In his popular textbook on high-performance computer architecture [7], Stone provides a simple list of the primary factors that can lead to poor performance. The five issues he cites, and our interpretations of them are:

- Delays introduced by interprocessor communications. Thus, low latency is at least as important as high bandwidth.
- Overhead in synchronizing the work of one processor with another. Synchronization of two, or more, processors must be a direct hardware function, with minimal latency.
- Lost efficiency when one or more processors run out of tasks. It must be possible to efficiently sample the global state of the machine and to re-allocate work based on this sampling so that such imbalance is avoided.
- Lost efficiency due to wasted effort by one or more processors. Again, we see this problem as centering on the need to have low latency access to a sampling of global state, since that alone can allow processors to recognize and avoid redundant or unnecessary computations.
- Processing costs for controlling the system and scheduling operations. To minimize runtime scheduling cost is to maximize the fraction of this work that can be accomplished

at compile time. Thus, it is critical to provide a dynamic runtime environment in which properties required by the compiler's static schedule can be directly enforced. The basic mechanisms to support this are low latency barrier synchronization to enforce timing constraints and operations that allow the appropriate static schedule to be selected based on the system's dynamic global state.

From this, we observe that barrier synchronization augmented by a mechanism for sampling global state can potentially solve all these problems.



Figure 1: Eight Processor TTL\_PAPERS 951201 Cluster

In section 2, the structure of a scalable prototype implementation of the TTL\_PAPERS architecture (cluster shown in Figure 1) is described. The performance of this prototype system is summarized in section 3. In conclusion, section 4 reviews the advantages of this new architecture.

# 2. TTL\_PAPERS 951201 Architecture

The TTL\_PAPERS 951201 architecture is comprised of four subsystems: synchronization, parallel signaling, data communication and status display. The data communication subsystem is a data network that allows communication after a barrier has been reached. The parallel signaling subsystem can be used by a processor to asynchronously signal the other processors and can be used in much the same way as an interrupt. The status display subsystem allows the user to see when a processor is waiting at a barrier, performing computation, being controlled by the operating system, or inactive.
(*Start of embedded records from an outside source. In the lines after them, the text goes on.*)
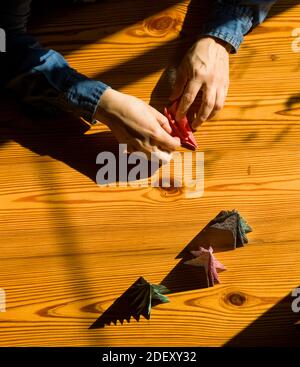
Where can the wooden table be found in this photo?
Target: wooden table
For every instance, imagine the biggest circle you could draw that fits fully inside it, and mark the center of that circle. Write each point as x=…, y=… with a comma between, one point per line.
x=69, y=248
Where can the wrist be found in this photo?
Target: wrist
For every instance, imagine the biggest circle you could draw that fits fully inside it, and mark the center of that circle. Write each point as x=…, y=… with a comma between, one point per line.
x=107, y=104
x=216, y=40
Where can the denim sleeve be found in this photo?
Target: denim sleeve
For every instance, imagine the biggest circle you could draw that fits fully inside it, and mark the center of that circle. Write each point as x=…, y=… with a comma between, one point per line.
x=230, y=20
x=42, y=78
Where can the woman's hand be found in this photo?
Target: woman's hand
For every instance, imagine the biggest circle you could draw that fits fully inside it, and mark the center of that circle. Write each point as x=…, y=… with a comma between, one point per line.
x=205, y=67
x=135, y=123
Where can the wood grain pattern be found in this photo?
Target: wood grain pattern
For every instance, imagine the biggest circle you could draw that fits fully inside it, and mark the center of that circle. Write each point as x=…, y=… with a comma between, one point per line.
x=70, y=247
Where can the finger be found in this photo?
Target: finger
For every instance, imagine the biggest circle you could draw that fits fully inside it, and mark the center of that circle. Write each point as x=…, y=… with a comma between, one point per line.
x=190, y=93
x=207, y=105
x=179, y=86
x=220, y=100
x=166, y=142
x=162, y=120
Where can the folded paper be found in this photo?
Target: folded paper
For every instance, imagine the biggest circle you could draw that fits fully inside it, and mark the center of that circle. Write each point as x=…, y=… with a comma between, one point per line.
x=135, y=302
x=181, y=129
x=231, y=220
x=205, y=258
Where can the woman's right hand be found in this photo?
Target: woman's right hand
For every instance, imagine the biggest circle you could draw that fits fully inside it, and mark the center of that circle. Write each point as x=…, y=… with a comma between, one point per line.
x=137, y=124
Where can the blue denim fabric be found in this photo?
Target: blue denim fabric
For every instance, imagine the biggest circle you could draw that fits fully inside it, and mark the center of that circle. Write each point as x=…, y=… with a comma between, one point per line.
x=230, y=20
x=43, y=79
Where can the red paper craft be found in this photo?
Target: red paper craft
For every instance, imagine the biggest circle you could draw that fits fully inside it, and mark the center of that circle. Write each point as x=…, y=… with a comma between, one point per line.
x=181, y=129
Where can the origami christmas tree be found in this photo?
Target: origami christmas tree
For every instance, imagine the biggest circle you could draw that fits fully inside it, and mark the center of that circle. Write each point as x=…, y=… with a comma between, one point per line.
x=135, y=302
x=205, y=258
x=231, y=220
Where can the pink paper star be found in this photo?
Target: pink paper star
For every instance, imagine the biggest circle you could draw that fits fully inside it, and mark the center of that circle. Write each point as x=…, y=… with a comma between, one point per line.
x=205, y=258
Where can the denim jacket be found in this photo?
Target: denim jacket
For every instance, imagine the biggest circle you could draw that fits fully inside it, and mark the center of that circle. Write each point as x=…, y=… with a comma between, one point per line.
x=43, y=79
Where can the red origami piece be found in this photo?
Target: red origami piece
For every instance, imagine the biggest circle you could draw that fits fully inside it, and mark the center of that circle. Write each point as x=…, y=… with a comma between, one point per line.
x=181, y=129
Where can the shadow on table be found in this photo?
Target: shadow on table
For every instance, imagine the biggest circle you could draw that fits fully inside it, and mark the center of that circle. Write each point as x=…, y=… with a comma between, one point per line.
x=276, y=327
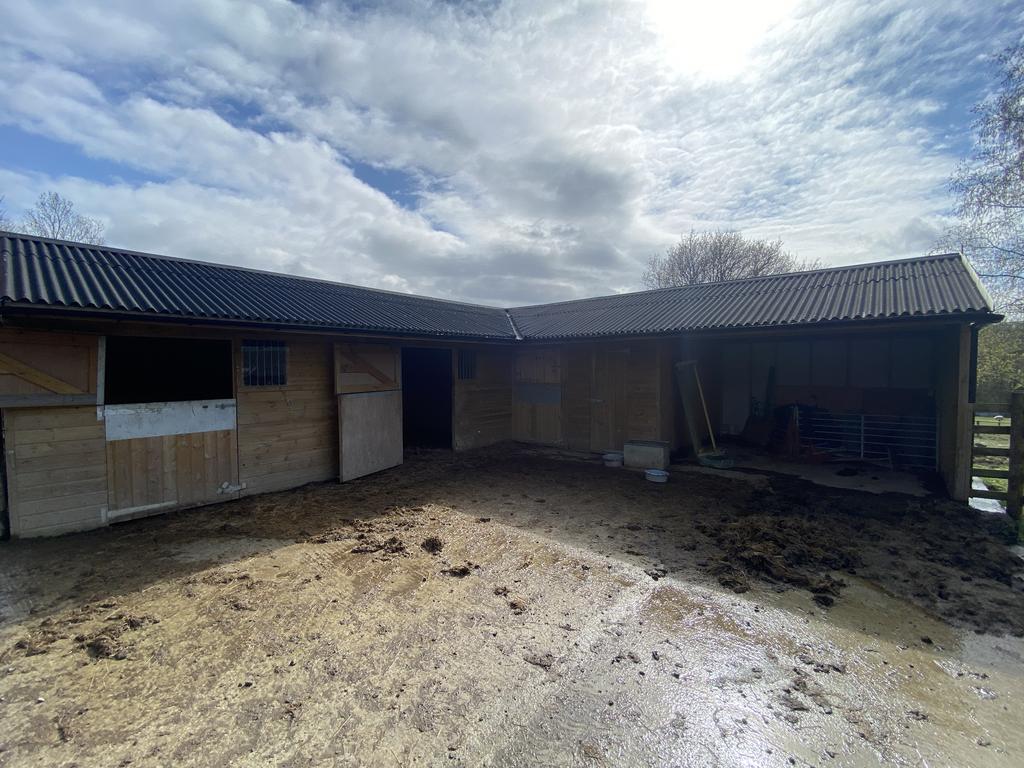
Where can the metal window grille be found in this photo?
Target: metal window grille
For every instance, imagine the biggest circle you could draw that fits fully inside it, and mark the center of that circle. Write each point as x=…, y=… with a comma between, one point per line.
x=897, y=440
x=264, y=364
x=467, y=364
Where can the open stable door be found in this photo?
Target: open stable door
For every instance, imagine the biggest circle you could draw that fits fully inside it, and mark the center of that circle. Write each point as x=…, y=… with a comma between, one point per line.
x=368, y=382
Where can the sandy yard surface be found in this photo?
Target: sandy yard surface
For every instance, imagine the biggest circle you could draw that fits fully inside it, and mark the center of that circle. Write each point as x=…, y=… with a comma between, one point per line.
x=513, y=607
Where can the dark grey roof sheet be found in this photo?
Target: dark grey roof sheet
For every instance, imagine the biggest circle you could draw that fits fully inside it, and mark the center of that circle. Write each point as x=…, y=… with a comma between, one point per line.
x=56, y=273
x=50, y=272
x=928, y=286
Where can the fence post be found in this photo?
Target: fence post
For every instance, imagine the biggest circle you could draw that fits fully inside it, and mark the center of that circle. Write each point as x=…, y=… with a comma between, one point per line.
x=1015, y=484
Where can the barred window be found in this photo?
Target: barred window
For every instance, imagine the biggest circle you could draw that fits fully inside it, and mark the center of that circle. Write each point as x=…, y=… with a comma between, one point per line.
x=264, y=364
x=467, y=364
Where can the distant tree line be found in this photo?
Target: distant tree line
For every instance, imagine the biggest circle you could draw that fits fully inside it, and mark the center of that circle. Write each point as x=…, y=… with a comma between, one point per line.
x=720, y=255
x=1000, y=361
x=989, y=187
x=54, y=216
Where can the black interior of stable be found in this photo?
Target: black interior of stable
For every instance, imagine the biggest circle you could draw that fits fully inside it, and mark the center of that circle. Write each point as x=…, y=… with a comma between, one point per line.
x=148, y=370
x=426, y=397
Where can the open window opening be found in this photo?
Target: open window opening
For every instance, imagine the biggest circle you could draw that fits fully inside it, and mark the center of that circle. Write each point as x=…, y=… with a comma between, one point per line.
x=426, y=397
x=158, y=370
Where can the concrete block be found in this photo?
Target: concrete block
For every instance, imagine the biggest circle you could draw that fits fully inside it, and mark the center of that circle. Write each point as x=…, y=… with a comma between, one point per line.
x=646, y=454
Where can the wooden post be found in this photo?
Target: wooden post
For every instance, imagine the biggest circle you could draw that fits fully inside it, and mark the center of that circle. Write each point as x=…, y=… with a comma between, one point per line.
x=1015, y=485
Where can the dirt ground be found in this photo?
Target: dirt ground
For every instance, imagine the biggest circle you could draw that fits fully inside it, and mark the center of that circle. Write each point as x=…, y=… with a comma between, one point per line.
x=512, y=607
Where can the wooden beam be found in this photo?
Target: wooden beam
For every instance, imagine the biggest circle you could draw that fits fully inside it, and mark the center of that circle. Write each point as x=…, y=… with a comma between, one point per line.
x=14, y=367
x=986, y=429
x=363, y=366
x=1000, y=495
x=985, y=472
x=1015, y=484
x=988, y=451
x=44, y=399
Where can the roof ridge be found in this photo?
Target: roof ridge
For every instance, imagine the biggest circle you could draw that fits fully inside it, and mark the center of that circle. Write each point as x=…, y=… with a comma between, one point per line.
x=5, y=233
x=798, y=272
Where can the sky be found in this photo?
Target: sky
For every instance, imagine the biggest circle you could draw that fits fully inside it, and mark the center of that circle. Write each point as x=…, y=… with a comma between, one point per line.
x=500, y=153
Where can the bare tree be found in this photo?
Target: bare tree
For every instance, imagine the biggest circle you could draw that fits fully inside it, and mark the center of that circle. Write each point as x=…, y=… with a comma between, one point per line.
x=54, y=216
x=989, y=186
x=720, y=255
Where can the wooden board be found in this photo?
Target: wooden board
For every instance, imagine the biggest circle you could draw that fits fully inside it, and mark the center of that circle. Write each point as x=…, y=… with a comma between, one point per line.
x=152, y=473
x=56, y=470
x=367, y=368
x=608, y=399
x=482, y=408
x=538, y=395
x=288, y=435
x=39, y=369
x=577, y=396
x=371, y=432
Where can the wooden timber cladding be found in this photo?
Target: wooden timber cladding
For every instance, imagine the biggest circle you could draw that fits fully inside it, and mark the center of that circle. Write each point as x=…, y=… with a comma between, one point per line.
x=55, y=468
x=482, y=407
x=595, y=396
x=539, y=395
x=288, y=435
x=44, y=369
x=147, y=473
x=367, y=368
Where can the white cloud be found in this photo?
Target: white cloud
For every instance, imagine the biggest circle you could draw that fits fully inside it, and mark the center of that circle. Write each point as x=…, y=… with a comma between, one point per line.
x=554, y=147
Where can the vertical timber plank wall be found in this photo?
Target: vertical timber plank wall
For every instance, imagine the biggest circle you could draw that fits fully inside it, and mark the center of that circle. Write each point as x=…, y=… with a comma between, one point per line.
x=539, y=395
x=609, y=392
x=56, y=470
x=288, y=435
x=579, y=373
x=482, y=408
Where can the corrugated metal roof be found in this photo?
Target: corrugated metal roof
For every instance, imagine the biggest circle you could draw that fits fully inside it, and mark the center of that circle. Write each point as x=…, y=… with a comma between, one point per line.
x=56, y=273
x=49, y=272
x=910, y=288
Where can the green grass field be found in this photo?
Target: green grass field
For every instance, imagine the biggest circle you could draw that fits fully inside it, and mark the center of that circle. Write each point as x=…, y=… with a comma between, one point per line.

Figure 2: Static Barrier Mechanism of TTL\_PAPERS

# 2.1. Synchronization Subsystem

Hardware barrier synchronization was first proposed in a paper by Harry Jordon [4], and has since become a popular mechanism for coordination of MIMD parallel processes. A barrier synchronization is accomplished by processors executing a wait operation that does not terminate until sometime after all processors have signaled that they are waiting. Experiments with the PASM (PArtitionable Simd Mimd) prototype's barrier mechanism [6] led us to signifi cantly extend the concept of barrier synchronization. The TTL\_PAPERS architecture uses a variation on the SBM (Static Barrier MIMD) design of [5] to allow a more direct prototype implementation. The primary difference between the previously published SBM and the TTL\_PAPERS mechanism is that there are two barrier trees rather than one (see Figure 2). The reason is simply that the published SBM silently assumed that the barrier hardware would be reset between barriers. In contrast, the use of two trees allows the hardware for one tree to be reset as a side-effect of the other tree being used.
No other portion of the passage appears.